5. ¿No se hacen cada vez más evidentes el fortalecimiento del brazo militar del Estado para detener el descontento popular y, también, la imposibilidad de la autonomía de las naciones para garantizar la libertad de la ciudadanía?

Estas preguntas dan pie para hacer una pregunta más grande: ¿Se ha convertido el Estado en un arma en contra de los derechos humanos, en contra de la posibilidad de la libertad de su ciudadanía, en contra de todo aquello que jura defender?

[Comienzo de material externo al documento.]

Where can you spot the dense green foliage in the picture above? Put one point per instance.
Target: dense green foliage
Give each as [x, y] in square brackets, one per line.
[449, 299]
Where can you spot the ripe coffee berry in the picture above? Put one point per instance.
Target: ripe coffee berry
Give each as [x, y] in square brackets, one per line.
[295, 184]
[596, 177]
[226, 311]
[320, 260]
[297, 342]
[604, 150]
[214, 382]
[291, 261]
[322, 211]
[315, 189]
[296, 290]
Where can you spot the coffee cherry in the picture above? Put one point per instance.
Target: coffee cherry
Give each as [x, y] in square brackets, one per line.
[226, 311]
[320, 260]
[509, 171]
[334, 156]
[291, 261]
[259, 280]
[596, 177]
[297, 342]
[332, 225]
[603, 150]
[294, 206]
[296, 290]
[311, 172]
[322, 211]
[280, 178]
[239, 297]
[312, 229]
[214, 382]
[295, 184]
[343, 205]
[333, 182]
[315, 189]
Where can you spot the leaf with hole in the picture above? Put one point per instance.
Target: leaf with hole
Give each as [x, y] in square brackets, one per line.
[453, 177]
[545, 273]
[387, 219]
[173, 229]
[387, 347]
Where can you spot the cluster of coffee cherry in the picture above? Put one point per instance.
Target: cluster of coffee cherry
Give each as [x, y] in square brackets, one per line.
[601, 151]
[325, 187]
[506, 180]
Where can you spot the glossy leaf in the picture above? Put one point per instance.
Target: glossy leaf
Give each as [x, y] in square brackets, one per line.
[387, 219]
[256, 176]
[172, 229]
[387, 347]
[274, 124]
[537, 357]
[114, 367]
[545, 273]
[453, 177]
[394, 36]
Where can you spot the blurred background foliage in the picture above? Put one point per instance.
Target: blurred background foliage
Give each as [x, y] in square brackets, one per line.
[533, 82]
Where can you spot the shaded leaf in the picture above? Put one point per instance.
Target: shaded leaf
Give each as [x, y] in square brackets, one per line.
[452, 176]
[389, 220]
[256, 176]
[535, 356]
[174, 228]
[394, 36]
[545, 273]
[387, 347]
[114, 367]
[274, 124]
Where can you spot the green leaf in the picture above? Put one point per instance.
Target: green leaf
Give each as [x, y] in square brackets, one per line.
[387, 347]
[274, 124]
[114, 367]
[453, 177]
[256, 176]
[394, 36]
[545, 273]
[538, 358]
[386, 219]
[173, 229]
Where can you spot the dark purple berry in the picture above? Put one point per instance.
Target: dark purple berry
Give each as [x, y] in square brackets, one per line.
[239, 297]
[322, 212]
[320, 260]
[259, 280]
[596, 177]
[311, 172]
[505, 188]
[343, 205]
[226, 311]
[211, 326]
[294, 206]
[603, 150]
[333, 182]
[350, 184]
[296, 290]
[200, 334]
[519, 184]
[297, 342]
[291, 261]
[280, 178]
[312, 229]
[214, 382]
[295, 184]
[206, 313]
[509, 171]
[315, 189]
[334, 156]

La propuesta de un Estado neoliberal va en contra de los principios del Estado social de derecho; la propuesta del neoliberalismo es simple: el Estado es un instrumento de defensa de la propiedad privada y a favor del desarrollo económico de los poderosos. Elimina la noción de derecho, más no elimina la noción de deber en la ciudadanía. Así, el Estado se convierte en una simple institución represiva, incapaz de garantizar la democracia, incapaz de caminar hacia la construcción de una ciudadanía solidaria

y, por esta razón, incapaz de construir una sociedad más allá de una agrupación de sujetos que tienen que compartir espacio con otros a pesar suyo. En algún momento construimos la idea del Estado pensando en el bienestar y en la posibilidad de avanzar solidariamente hacia condiciones de vida dignas y justas, esa idea ha sido robada y arrancada de los ideales de los seres humanos. La propuesta hegemónica es la de salvarse uno mismo maximizando los beneficios personales aún a costa de los beneficios sociales, cada sujeto pagando de manera privada lo que habíamos logrado construir como público, sosteniendo un aparato represivo que garantiza la reproducción de las condiciones actuales de vida. Si esa es la idea de lo que debería hacer el Estado, no quisiera luchar ni un poco por esa idea. Si hemos de seguir llamando a la lucha por el poder político, debemos hacerlo bajo una concepción distinta de la economía, de la sociedad, de la solidaridad, etc., de lo contrario, serán inútiles los llamados y la posibilidad de que las personas vuelvan a interesarse por proyectos políticos de largo aliento.